Il portait un costume vert à rayures pour les photos prises aux côtés de Trump et d’Elon Musk, que la Maison Blanche a ensuite publiées en ligne. Le secrétaire à la Santé, Robert Kennedy Jr., a également publié des photos de lui-même en train de s’entraîner avec McGregor lors de cette visite.
McGregor, 36 ans, a exprimé son intérêt à se présenter à la présidence de l’Irlande lors d’une élection qui doit avoir lieu avant le 27 octobre 2025. Le titulaire de deux mandats, Michael D Higgins, ne peut pas se représenter en vertu de la constitution du pays.
Le champion d’arts martiaux a tenté d’utiliser les questions d’immigration pour améliorer son image, Trump et son administration se révélant de fervents partisans.
McGregor était présent à l’investiture du président américain dans la rotonde du Capitole américain, parmi un nombre soigneusement sélectionné d’invités internationaux, parmi lesquels le Premier ministre italien Giorgia Meloni et le président argentin Javier Milei.

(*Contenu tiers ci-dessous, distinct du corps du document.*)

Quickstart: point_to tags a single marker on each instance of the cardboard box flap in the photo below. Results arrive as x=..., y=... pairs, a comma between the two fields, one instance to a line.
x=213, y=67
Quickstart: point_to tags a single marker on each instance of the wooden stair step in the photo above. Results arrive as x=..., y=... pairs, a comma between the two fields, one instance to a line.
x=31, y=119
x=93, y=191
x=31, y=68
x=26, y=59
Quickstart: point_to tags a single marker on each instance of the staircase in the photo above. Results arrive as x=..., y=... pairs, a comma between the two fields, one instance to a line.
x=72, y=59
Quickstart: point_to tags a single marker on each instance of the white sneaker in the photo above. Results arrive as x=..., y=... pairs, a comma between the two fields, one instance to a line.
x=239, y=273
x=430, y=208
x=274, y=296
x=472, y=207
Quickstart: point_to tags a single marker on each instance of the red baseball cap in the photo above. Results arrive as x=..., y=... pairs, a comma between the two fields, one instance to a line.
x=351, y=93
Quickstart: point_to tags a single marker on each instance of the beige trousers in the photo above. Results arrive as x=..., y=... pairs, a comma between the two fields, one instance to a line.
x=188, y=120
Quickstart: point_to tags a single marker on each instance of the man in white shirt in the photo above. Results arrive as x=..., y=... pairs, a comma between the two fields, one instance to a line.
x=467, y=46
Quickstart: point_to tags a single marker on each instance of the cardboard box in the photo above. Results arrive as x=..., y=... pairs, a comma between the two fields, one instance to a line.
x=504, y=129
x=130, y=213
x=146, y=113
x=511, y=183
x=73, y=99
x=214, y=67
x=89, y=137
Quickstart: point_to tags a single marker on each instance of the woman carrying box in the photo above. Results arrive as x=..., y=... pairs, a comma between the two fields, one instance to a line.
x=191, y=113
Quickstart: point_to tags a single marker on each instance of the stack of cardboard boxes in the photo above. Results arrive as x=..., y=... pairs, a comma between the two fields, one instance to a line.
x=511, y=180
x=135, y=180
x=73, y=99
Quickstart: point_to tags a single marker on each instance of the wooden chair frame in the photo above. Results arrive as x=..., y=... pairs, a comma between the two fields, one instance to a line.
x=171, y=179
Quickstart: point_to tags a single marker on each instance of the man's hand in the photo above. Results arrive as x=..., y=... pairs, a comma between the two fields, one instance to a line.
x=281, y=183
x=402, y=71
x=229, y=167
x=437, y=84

Nigel Farge, chef du parti Reform UK, s’est rendu à Washington dans l’espoir d’y assister, mais « n’a pas été retenu », comme il l’a admis par la suite.
L’Ultimate Fighting Championship (UFC), dans lequel McGregor s’est fait connaître, a été fondé par un partisan clé de Trump, l’homme d’affaires irlando-américain Dana White.

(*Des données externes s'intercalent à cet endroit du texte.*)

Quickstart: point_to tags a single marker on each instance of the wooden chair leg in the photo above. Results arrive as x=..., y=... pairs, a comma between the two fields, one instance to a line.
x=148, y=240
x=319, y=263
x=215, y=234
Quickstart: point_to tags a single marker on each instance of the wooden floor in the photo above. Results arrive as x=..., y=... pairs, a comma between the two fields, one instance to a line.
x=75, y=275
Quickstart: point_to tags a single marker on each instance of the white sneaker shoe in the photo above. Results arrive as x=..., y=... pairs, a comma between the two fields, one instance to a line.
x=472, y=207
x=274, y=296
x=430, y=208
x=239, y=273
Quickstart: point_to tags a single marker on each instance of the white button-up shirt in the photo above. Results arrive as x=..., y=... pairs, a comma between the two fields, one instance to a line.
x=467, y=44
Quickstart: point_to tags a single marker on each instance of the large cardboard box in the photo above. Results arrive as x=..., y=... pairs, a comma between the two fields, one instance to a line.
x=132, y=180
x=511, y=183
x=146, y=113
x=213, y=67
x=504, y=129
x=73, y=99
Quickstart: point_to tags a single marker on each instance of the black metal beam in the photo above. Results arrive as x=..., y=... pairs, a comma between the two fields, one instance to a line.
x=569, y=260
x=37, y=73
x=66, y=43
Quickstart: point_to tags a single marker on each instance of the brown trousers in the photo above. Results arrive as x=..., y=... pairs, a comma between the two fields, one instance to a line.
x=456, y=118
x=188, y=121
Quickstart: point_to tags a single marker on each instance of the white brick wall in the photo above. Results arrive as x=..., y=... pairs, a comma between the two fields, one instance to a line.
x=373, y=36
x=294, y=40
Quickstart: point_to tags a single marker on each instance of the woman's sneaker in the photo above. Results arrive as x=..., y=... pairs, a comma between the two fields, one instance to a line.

Les critiques en Irlande ont fait valoir que McGregor n’était pas digne d’une quelconque tribune publique, notant qu’en novembre 2024, la Haute Cour irlandaise, dans une affaire civile, l’avait reconnu coupable de l’agression sexuelle d’une femme dans un hôtel de Dublin en décembre 2018.
McGregor a été condamné à payer près de 250 000 € d’indemnisation, mais a depuis fait appel du verdict.